La Doctrina Social es parte integrante de la formación cristiana
"La Doctrina Social es un punto de referencia indispensable para una formación cristiana completa. La insistencia del Magisterio al proponer esta doctrina como fuente inspiradora del apostolado y de la acción social nace de la persuasión de que constituye un extraordinario recurso formativo. Por lo tanto es absolutamente indispensable -sobre todo para los fieles laicos comprometidos de diversos modos en el campo social y político un conocimiento más exacto de la Doctrina Social de la Iglesia. Este patrimonio doctrinal no se enseña ni se conoce adecuadamente: ésta es una de las razones por las que no se traduce pertinentemente en un comportamiento concreto" (Compendio DSI, 528) .
Es importante sensibilizar sobre la necesidad de esta formación
"Es preciso sensibilizar a los cristianos -sacerdotes, religiosos y laicos-, sobre la importancia de la formación para reconocer más plenamente y asumir más conscientemente sus responsabilidades como laicos militantes en la vida y misión de la Iglesia; sobre la urgencia, especialmente grave en nuestro tiempo, de superar la ruptura entre fe y vida, entre evangelio y cultura; y, en fin, sobre la necesidad de animar a todos a emprender -si no lo están haciendo ya- un proceso de formación integral, espiritual, doctrinal y apostólica, a fin de ser y vivir lo que confiesan y celebran, y anunciar lo que viven y esperan" .
La Doctrina Social debe ser presentada en su integridad
"(…) es necesario procurar una presentación integral del Magisterio social, en su historia, en sus contenidos y en sus metodologías. Una lectura directa de las encíclicas sociales, realizada en el contexto eclesial, enriquece su recepción y su aplicación, gracias a la aportación de las diversas competencias y conocimientos profesionales presentes en la comunidad" (Compendio DSI, 529).

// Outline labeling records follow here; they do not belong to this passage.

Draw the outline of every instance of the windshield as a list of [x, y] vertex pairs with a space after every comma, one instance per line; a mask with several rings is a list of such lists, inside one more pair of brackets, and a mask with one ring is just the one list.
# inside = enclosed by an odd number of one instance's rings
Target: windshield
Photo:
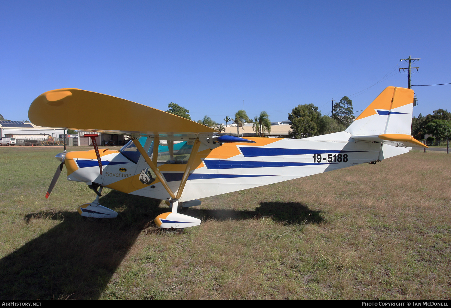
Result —
[[[139, 143], [144, 147], [147, 140], [147, 137], [141, 137], [139, 138]], [[174, 150], [173, 156], [171, 156], [169, 152], [169, 147], [167, 142], [162, 140], [158, 146], [158, 157], [157, 159], [157, 164], [159, 165], [166, 164], [186, 164], [188, 163], [189, 154], [194, 142], [192, 141], [179, 142], [173, 145]], [[127, 142], [127, 144], [122, 147], [119, 151], [124, 156], [132, 161], [135, 163], [138, 163], [141, 154], [138, 151], [136, 146], [131, 140]], [[150, 145], [148, 151], [148, 154], [151, 159], [153, 159], [153, 141]]]

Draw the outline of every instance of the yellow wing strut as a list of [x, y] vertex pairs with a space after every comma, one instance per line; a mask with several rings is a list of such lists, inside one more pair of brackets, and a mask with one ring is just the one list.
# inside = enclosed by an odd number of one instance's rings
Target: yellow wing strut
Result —
[[[143, 155], [143, 157], [144, 158], [146, 162], [147, 163], [148, 165], [149, 165], [149, 167], [150, 167], [150, 168], [152, 169], [152, 171], [153, 171], [153, 173], [155, 174], [155, 175], [156, 175], [156, 177], [160, 180], [161, 184], [163, 184], [163, 186], [166, 190], [166, 191], [168, 192], [168, 193], [169, 194], [169, 195], [171, 196], [171, 198], [175, 199], [175, 195], [173, 192], [172, 192], [172, 191], [170, 190], [169, 186], [168, 185], [167, 182], [166, 181], [166, 179], [165, 179], [163, 175], [160, 173], [160, 171], [156, 168], [156, 167], [153, 164], [153, 163], [152, 162], [152, 159], [150, 159], [150, 158], [149, 157], [149, 155], [146, 153], [146, 150], [144, 150], [143, 146], [141, 145], [141, 144], [139, 143], [139, 141], [134, 137], [132, 139], [132, 140], [133, 141], [133, 143], [135, 144], [135, 145], [136, 146], [136, 148], [138, 149], [138, 151], [139, 151], [139, 153], [141, 153], [141, 154]], [[156, 145], [156, 148], [158, 149], [158, 145]], [[153, 148], [155, 149], [155, 146], [154, 146]]]
[[141, 143], [138, 140], [138, 139], [133, 137], [132, 138], [132, 140], [133, 141], [133, 143], [136, 146], [136, 148], [138, 149], [138, 151], [143, 157], [144, 158], [144, 160], [147, 163], [147, 164], [149, 165], [149, 167], [150, 168], [152, 169], [153, 171], [153, 173], [155, 174], [156, 177], [158, 178], [161, 184], [163, 185], [163, 187], [166, 190], [166, 191], [168, 192], [169, 194], [169, 195], [170, 196], [171, 198], [173, 199], [180, 199], [180, 197], [182, 196], [182, 193], [183, 192], [183, 189], [185, 187], [185, 184], [186, 184], [186, 181], [188, 179], [188, 177], [189, 176], [189, 171], [193, 166], [193, 164], [194, 163], [194, 161], [196, 160], [196, 156], [197, 155], [198, 150], [199, 149], [199, 147], [200, 146], [200, 141], [199, 141], [198, 138], [196, 140], [194, 141], [194, 144], [193, 146], [193, 149], [191, 149], [191, 153], [189, 155], [189, 158], [188, 159], [188, 163], [186, 164], [186, 167], [185, 168], [185, 171], [183, 173], [183, 176], [182, 177], [182, 181], [180, 182], [180, 186], [179, 186], [179, 190], [177, 192], [177, 195], [172, 192], [172, 190], [171, 190], [169, 186], [168, 185], [167, 182], [166, 181], [166, 179], [165, 179], [164, 177], [161, 174], [160, 171], [158, 170], [158, 168], [156, 168], [156, 164], [155, 163], [156, 162], [156, 157], [158, 155], [158, 144], [159, 141], [159, 138], [157, 137], [155, 137], [155, 139], [154, 140], [154, 147], [153, 147], [153, 160], [150, 159], [149, 157], [149, 155], [146, 152], [146, 150], [141, 145]]
[[191, 154], [189, 155], [189, 159], [188, 159], [188, 163], [186, 164], [186, 168], [185, 168], [185, 172], [183, 172], [183, 177], [182, 177], [182, 181], [180, 182], [180, 186], [179, 187], [179, 190], [177, 191], [177, 196], [176, 199], [179, 199], [182, 196], [182, 192], [183, 192], [183, 189], [185, 188], [185, 184], [186, 184], [186, 180], [188, 179], [189, 176], [189, 170], [193, 166], [193, 164], [196, 160], [196, 156], [197, 155], [198, 150], [199, 149], [199, 146], [200, 145], [200, 141], [198, 138], [194, 141], [194, 144], [193, 145], [193, 149], [191, 150]]

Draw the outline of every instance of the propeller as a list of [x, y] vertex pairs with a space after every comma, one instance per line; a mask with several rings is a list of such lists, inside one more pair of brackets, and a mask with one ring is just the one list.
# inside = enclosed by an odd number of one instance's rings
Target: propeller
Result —
[[[55, 187], [55, 184], [56, 184], [56, 181], [58, 181], [58, 178], [60, 177], [60, 175], [61, 174], [61, 172], [63, 170], [63, 166], [64, 165], [64, 159], [66, 157], [66, 153], [67, 153], [67, 151], [66, 149], [66, 130], [64, 129], [64, 152], [62, 153], [59, 153], [55, 155], [55, 157], [57, 159], [61, 162], [61, 163], [60, 164], [60, 166], [58, 168], [56, 168], [56, 171], [55, 172], [55, 175], [53, 176], [53, 178], [52, 179], [52, 181], [50, 182], [50, 186], [49, 186], [49, 189], [47, 190], [47, 193], [46, 194], [46, 199], [48, 199], [49, 198], [49, 196], [50, 195], [51, 193], [52, 192], [52, 190], [53, 189], [53, 187]], [[103, 167], [102, 167], [102, 160], [100, 158], [100, 154], [99, 152], [99, 148], [97, 146], [97, 143], [96, 142], [96, 137], [98, 136], [98, 134], [95, 134], [92, 135], [84, 135], [83, 137], [85, 138], [91, 138], [92, 140], [92, 145], [94, 145], [94, 149], [96, 151], [96, 155], [97, 156], [97, 160], [99, 163], [99, 168], [100, 169], [100, 174], [102, 174], [102, 170], [103, 169]], [[102, 195], [100, 194], [100, 193], [97, 191], [97, 188], [100, 186], [100, 185], [99, 184], [95, 184], [93, 183], [92, 185], [89, 185], [89, 188], [92, 190], [94, 190], [94, 191], [98, 195], [101, 197]]]
[[66, 149], [66, 130], [64, 130], [64, 152], [62, 153], [59, 153], [55, 155], [55, 157], [57, 159], [61, 162], [61, 163], [58, 166], [58, 168], [56, 168], [56, 171], [55, 172], [55, 175], [53, 176], [53, 178], [52, 179], [52, 181], [50, 182], [50, 186], [49, 186], [49, 189], [47, 190], [47, 192], [46, 193], [46, 199], [49, 199], [49, 196], [50, 195], [50, 193], [52, 192], [52, 190], [53, 189], [53, 187], [55, 187], [55, 184], [56, 184], [56, 181], [58, 181], [58, 178], [60, 177], [60, 175], [61, 174], [61, 170], [63, 170], [63, 166], [64, 165], [64, 159], [66, 156], [66, 153], [67, 153], [67, 150]]
[[[64, 151], [65, 152], [65, 151]], [[63, 154], [63, 153], [60, 153], [60, 154]], [[58, 154], [57, 155], [60, 155]], [[64, 153], [65, 154], [65, 153]], [[56, 157], [56, 156], [55, 156]], [[57, 157], [56, 158], [58, 158]], [[49, 189], [47, 190], [47, 193], [46, 194], [46, 199], [48, 199], [49, 198], [49, 196], [50, 195], [50, 193], [52, 192], [52, 190], [53, 189], [53, 187], [55, 186], [55, 184], [56, 184], [56, 181], [58, 181], [58, 178], [60, 177], [60, 175], [61, 174], [61, 171], [63, 170], [63, 165], [64, 165], [64, 159], [63, 159], [61, 163], [60, 164], [60, 166], [58, 166], [58, 168], [56, 168], [56, 172], [55, 172], [55, 174], [53, 176], [53, 178], [52, 179], [52, 181], [50, 182], [50, 186], [49, 186]]]

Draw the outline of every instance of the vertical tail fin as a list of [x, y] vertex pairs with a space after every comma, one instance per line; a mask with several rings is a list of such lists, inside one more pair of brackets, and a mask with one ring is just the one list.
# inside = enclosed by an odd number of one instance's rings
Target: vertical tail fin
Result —
[[410, 135], [414, 91], [389, 86], [379, 95], [345, 131], [352, 135]]

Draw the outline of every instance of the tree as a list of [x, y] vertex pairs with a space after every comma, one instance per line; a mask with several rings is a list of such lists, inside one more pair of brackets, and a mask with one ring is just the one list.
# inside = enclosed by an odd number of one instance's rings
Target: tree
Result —
[[446, 120], [434, 119], [424, 127], [426, 131], [438, 140], [451, 137], [451, 122]]
[[226, 127], [224, 126], [223, 124], [219, 124], [219, 126], [218, 126], [217, 125], [215, 125], [215, 127], [213, 128], [219, 132], [226, 131]]
[[334, 119], [346, 127], [354, 120], [352, 101], [347, 96], [343, 96], [334, 105]]
[[254, 124], [252, 129], [257, 133], [259, 137], [264, 137], [265, 133], [271, 132], [271, 122], [269, 116], [266, 111], [260, 113], [260, 115], [254, 118]]
[[313, 104], [298, 105], [288, 114], [288, 119], [291, 121], [289, 132], [290, 138], [300, 138], [316, 135], [318, 132], [317, 125], [321, 117], [318, 107]]
[[446, 120], [451, 121], [451, 113], [448, 112], [447, 109], [439, 109], [433, 112], [432, 118], [437, 120]]
[[206, 114], [205, 116], [203, 117], [203, 119], [198, 121], [198, 123], [200, 123], [205, 126], [208, 126], [209, 127], [212, 127], [216, 124], [215, 121], [213, 121], [212, 118], [208, 116], [208, 114]]
[[322, 116], [319, 118], [318, 124], [318, 135], [331, 134], [337, 131], [343, 131], [346, 127], [338, 123], [328, 116]]
[[226, 125], [227, 125], [227, 123], [228, 123], [229, 122], [230, 122], [230, 121], [233, 121], [233, 119], [232, 119], [231, 118], [229, 118], [229, 116], [226, 116], [226, 118], [225, 119], [223, 119], [223, 120], [225, 121], [226, 121]]
[[169, 112], [170, 113], [172, 113], [182, 118], [184, 118], [185, 119], [188, 119], [188, 120], [191, 119], [191, 117], [189, 116], [189, 110], [184, 108], [181, 106], [179, 106], [175, 103], [171, 102], [168, 104], [168, 108], [169, 108], [169, 109], [166, 110], [166, 112]]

Es como un fermento transversal en toda la vida de la Iglesia
La tarea de la "nueva evangelización" de la que nos habló insistentemente el Papa Juan Pablo II en el final de siglo, exige acercar y encarnar la Doctrina Social de la Iglesia (DSI) en todos los ámbitos de la existencia, especialmente en aquellos que hoy exigen nuevas aclaraciones y actualizaciones: "La Iglesia desea percibir todavía mejor la complejidad de las causas que implican situaciones a veces inhumanas (...). Esta comprensión de las realidades sociales permitirá discernir los envites éticos y presentarlos de forma más clara a nuestros contemporáneos".